Was Chiang a Fascist?

3 hours ago 1
In response to:

China’s Leader Manqué from the March 26, 2026 issue

To the Editors:

Orville Schell’s whitewashing of Chiang Kai-shek, as though he was merely a well-meaning patriot whose character flaws “were sadly amplified by chaotic circumstances largely beyond his control” [“China’s Leader Manqué,” NYR, March 26], demands a response. Lloyd Eastman is by no means the only serious historian who has accused Chiang of fascism. If Chiang himself was careful about using such language, publications sponsored by the Kuomintang party in the 1930s openly adopted the term “fascism” (for example, Qiantu 前途 and Shehui xinwen 社會新聞). As for being “a faithful ally of the countries of the anti-Hitler coalition”: this did not happen until well after the Nazi alliance with Japan. Before that, Chiang had been a great admirer and indeed benefited from cordial relations with the Nazi government. But the strongest indictment of Chiang is that, under his rule on both the Mainland and in Taiwan, there were never free and fair elections. His motto was “political tutelage” (xunzheng 訓政), a phrase self-servingly borrowed from Sun Yat-sen and based on the premise that China was not yet ready for democracy. Meaningful steps toward democratic reform were not taken until the 1990s. If Chiang was not a fascist, he was an unrepentant fascist-inspired dictator.

Paul R. Goldin
Department of East Asian Languages and Civilizations
University of Pennsylvania
Philadelphia, Pennsylvania

When I went from Harvard to Taipei as a young swain in the early 1960s to live under martial law imposed by Chiang Kai-shek, I, too, viewed him as an unreconstructed autocrat, if not an outright “fascist.” In my review, the point I wanted to make was not that he had no “fascistic” tendencies but that he was a conflicted leader, an avatar of republican democracy in principle who failed in practice largely because he was beset by a brutal Japanese occupation, a relentless Communist insurgency, and his yearning to see China unified and strong.
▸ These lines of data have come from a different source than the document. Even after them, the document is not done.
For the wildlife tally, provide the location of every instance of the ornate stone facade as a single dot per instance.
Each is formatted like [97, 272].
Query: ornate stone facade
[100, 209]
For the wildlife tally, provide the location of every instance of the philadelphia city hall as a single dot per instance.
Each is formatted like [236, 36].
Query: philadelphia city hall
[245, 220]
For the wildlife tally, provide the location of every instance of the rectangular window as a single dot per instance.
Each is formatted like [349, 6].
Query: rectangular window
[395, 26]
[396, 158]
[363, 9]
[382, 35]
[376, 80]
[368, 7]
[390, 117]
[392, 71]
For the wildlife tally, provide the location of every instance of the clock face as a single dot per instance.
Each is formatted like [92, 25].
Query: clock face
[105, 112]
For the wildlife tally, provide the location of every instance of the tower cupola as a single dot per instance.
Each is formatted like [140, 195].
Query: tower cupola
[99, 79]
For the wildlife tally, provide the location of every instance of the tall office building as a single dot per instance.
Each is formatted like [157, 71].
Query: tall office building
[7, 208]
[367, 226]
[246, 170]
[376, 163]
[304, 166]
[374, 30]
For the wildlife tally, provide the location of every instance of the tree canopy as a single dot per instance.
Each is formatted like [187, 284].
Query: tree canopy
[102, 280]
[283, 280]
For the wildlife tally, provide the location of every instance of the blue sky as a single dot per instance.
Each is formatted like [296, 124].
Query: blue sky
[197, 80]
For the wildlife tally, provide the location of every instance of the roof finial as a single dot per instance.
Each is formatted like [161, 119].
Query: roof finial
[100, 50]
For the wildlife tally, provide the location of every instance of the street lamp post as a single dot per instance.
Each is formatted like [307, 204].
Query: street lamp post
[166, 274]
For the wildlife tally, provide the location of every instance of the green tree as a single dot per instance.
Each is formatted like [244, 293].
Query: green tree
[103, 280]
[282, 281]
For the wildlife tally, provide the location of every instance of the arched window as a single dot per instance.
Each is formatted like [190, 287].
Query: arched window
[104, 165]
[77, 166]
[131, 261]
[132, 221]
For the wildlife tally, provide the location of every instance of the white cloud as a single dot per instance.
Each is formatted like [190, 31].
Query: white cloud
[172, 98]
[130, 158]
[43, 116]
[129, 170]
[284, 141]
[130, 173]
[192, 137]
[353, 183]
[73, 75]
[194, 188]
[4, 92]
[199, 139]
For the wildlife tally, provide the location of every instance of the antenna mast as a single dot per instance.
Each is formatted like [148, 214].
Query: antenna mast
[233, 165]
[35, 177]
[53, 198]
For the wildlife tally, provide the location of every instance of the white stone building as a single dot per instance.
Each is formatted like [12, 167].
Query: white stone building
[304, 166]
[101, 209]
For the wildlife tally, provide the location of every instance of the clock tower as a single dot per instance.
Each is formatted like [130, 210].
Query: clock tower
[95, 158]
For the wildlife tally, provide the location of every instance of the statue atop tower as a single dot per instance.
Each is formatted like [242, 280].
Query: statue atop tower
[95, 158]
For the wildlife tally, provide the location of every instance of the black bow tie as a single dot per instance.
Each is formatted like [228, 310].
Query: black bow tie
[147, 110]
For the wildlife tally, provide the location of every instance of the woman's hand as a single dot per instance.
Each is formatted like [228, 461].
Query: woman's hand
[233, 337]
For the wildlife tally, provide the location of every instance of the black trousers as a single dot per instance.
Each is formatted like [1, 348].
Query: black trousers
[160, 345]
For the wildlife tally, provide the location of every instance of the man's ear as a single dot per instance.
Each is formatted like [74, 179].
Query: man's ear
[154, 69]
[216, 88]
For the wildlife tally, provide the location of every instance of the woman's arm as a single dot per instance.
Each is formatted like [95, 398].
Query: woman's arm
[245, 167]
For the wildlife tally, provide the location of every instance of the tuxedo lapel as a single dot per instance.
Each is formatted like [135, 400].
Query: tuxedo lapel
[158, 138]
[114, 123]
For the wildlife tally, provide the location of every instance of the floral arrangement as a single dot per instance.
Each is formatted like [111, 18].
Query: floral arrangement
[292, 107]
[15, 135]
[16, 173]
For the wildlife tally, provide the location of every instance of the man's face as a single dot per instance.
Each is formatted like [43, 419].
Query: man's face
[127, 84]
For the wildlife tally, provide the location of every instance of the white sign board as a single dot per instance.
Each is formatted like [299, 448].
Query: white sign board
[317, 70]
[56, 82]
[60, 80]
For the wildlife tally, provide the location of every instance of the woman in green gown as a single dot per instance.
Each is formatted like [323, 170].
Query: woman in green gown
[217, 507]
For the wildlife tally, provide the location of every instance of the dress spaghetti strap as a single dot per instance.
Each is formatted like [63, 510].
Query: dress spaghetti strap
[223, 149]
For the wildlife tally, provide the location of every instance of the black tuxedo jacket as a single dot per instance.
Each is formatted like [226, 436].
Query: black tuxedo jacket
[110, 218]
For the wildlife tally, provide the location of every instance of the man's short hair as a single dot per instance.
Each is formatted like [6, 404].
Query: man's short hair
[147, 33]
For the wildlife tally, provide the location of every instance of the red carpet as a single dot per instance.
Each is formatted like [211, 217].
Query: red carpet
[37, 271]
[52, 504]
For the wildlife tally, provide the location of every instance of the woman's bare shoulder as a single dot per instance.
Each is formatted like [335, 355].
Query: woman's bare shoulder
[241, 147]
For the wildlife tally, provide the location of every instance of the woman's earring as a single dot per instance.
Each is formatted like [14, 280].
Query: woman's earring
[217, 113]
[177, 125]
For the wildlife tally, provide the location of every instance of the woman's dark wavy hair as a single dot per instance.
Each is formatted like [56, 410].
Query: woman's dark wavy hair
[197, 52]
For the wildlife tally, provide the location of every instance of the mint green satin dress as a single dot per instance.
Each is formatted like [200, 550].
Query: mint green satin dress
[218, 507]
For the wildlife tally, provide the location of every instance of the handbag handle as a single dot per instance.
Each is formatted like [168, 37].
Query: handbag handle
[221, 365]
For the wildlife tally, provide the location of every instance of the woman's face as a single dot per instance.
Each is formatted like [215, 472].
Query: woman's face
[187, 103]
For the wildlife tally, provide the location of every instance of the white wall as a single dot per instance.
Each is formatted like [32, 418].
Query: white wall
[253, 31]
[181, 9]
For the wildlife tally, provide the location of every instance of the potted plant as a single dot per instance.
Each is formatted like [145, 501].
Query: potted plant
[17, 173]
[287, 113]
And the glue for that strength was nationalism and Leninist-style party control, as it had been for his mentor Sun Yat-sen.

However, as I’ve read more on Chiang and the republican period, I’ve come to see that he was not completely bereft of a moral compass like Hitler, Stalin, or Mao. Instead, he was a deeply complicated and fraught, if autocratic, leader who also possessed many “unfascistic” tendencies, such as Confucianism, Christianity, cosmopolitanism, republicanism, and even democracy. In his diaries we see a man constantly wrestling with himself, struggles that for me make him more what we might call an “ambiguous fascist.”